Storage of dealers records
It is an offence, carrying on conviction a maximum penalty of $10,000, to, without reasonable excuse, fail to keep your dealers record:
- for three years from the date of the transaction to which it relates
- at your principal place of business.
You must, when required to do so by a member of Police, show your dealers record and any information recorded in it, or make a copy of all or part of your record and give that copy to the Police officer. If you fail to do so, without a reasonable excuse, you could be convicted of an offence and fined up to $10,000.
Items defined as articles.
You could be liable to a $10,000 fine if convicted of failing to comply with the retention and labelling requirements below.
Articles to be kept for 14 days
When you acquire an article you must keep it, in an unaltered state, for 14 days from the date of the transaction. For that first 14 days after the transaction you must store the article in a place that can be conveniently inspected by a member of Police.
You do not have to keep the article for 14 days if you:
- acquire it from another licence holder
- return the article to the person from whom you acquired it.
You also do not have to keep the article for 14 days if you sell the article as agent for the owner.
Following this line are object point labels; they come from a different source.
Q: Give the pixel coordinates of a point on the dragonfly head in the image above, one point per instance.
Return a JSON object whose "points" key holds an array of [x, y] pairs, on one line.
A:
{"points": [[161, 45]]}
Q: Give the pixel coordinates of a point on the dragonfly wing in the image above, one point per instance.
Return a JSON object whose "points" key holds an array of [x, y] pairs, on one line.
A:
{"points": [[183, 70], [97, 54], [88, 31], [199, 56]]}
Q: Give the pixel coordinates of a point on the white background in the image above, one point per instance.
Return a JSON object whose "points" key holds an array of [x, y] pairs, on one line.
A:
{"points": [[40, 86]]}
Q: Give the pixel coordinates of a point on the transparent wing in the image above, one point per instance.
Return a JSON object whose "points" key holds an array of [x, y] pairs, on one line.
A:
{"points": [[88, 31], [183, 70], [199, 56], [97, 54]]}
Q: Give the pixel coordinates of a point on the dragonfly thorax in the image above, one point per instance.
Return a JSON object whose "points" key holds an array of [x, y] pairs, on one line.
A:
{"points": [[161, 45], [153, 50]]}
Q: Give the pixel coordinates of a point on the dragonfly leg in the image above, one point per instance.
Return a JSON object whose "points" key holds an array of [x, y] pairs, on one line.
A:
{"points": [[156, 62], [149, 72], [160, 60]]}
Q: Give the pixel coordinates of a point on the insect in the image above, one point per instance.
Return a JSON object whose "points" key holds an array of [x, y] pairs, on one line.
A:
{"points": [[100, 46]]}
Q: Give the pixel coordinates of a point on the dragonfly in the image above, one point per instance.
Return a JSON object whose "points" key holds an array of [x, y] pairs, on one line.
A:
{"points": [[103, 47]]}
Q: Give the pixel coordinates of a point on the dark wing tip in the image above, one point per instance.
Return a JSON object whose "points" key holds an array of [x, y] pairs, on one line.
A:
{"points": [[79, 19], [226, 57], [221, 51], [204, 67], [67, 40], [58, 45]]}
You must record in your dealers record the purchaser's details (full name, date of birth, contact address, telephone number and signature) and record the means by which you verified the purchaser's identity.
You must attach a label to any article you acquire. This label must bear the number that you assigned to it in your dealers record and stay attached to the article until you have sold it or otherwise disposed of it.
Groups of articles
Sometimes you may buy a group of 'articles' as a single item, for example a box of miscellaneous goods. If you do this, generally you do not have to record every article individually.
However, you must treat each article individually in such a group if:
- the apparent resale value is more than $40
- the article has a serial number which may be used as a unique identifier.
Once you have identified such articles, you must treat the remaining articles in the group as if they were one article. This means that you do not have to:
- individually label the remaining articles within that group
- record the disposal of the group of articles or any individual articles within that group.
No licensed secondhand dealer may enter into a buyback contract while apparently acting as a secondhand dealer. It is an offence, carrying a penalty of up to $10,000 on conviction, to enter into a buyback contract in those circumstances.
A buyback contract is a contract under which a seller sells goods to a buyer on condition that the seller can repurchase the goods at some future date, but at a price greater than the buyer paid for them.